Map of life expectancy at birth from Global Education Project.

Monday, December 13, 2010

The slipperiness of truth

For much of the 20th Century, as scientific discovery and technological innovation were the dominant drivers of social change and major intellectual preoccupations, the generally accepted philosophy of science was positivism. I'm not going to go into any detail on that here (but you can read some of my past discussion here and in the links therein embedded). I just want to make a simple point: the central idea of the verifiability of scientific assertions runs into trouble when you get to probabilistic statements -- which, as it turns out, probably most scientific assertions happen to be.

Scientific inquiry relies heavily on statistics, notably so in epidemiological and clinical research. But think about it. When the weatherbot on your local teevee says "There is a 50% chance of rain tomorrow," how do you decide whether that assertion is true? Whether or not it rains tomorrow is no help, obviously.

Even if you follow the weather forecasts and the actual weather for a long time, you can't quite tell at what point you start to believe that the forecasters are making accurate predictions. If it rains 52% of the time they say there's a 50% chance, they haven't been exactly right but maybe that's just bad luck and it will even out the next few times.

The squishiness of probability creates a big fat opening for bias -- unconscious or deliberate -- in the presentation of clinical trial data. For the story I am about to summarize I rely heavily on Melanie Newman in the Dec. 11 BMJ, which sadly I cannot link to as it is behind the subscription wall, but here are the first few paragraphs.

The key question is a debate over the circumstances under which published research should be officially "retracted," which means in essence that the journal declares the paper no longer to exist as peer reviewed science, and it centers on a single paper published in 2001 in the Journal of the American Academy of Child and Adolescent Psychiatry, reporting a clinical trial sponsored by the company which is today Glaxo Smith-Kline of its anti-depressant paroxetine.

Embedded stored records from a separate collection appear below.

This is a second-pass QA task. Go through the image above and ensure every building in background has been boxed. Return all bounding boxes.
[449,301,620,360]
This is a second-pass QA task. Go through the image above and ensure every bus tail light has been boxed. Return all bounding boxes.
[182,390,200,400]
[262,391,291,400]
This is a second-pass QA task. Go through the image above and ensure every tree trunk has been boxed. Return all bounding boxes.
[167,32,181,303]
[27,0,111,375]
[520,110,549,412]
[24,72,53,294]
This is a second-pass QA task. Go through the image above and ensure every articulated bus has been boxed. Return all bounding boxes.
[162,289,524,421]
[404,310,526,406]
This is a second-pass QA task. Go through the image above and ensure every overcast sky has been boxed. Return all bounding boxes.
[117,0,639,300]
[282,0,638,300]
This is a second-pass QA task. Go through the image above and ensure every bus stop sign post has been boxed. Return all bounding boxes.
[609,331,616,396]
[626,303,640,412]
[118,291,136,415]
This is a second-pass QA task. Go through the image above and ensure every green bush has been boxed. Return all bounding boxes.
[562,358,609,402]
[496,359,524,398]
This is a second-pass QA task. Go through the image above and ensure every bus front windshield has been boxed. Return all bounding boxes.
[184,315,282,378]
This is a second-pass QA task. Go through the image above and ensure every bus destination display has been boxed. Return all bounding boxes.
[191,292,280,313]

The paper claimed the drug was effective for treating depression in adolescents.

The problem is that based on the 8 outcomes specified in advance, it was not more effective than placebo. These included 2 so-called "primary outcomes," which were the change in the average score on a questionnaire called the Hamilton Rating Scale, and the proportion of subjects who met a threshold for improvement after 8 weeks. So what did the investigators do?

They cooked up 19 new secondary outcomes, and found a positive response on four of them, one of which they then proclaimed, ex post facto, to be "primary." The manuscript was actually drafted by a company contractor, after an internal memo declared that it would be "commercially unacceptable to include a statement that efficacy had not been demonstrated."

Although all this is now publicly known, the journal refuses to retract the article because they claim it does not include any false results. Whether this assertion is itself true is essentially imponderable. Yes, all the numbers shown in the tables are accurate, and so are the p values based on the calculations that were actually done. But to say that the p values are accurate is to fundamentally misunderstand the concept of statistical significance.

It is supposed to represent the probability that an observed difference could have arisen purely by chance, without representing a real association in the total population. But that only works if I make a single comparison (assuming I don't have any information about prior probability -- which gets us to Bayes theorem, which is really where we always ought to begin anyway, instead of with p values. But I digress.) If I make 21 comparisons, as in this case, chances are I'll hit on some ostensibly "significant" p values (which is an arbitrary standard to begin with) purely by chance. The values aren't really significant after all.

So the numbers in the paper may be true in some sense; but the conclusions are false. Their meaning has been fundamentally misrepresented. I don't know if that means the paper should be retracted, however -- if we start going down that road we're going to have a massive bonfire.


roger said...

how does the Journal of the American Academy of Child and Adolescent Psychiatry make money? would retracting this paper reduce their income? just askin'.

Cervantes said...

No, I don't think it would affect their finances. There is almost no market for paid reprints.

It's more a matter of bruised egos -- not wanting to admit they might have published something in error. Fraudulent research is not readily detectable by reviewers, but the reviewers in fact did catch that this was not a credible analysis, and the journal published it anyway. They just don't want to fess up, I think.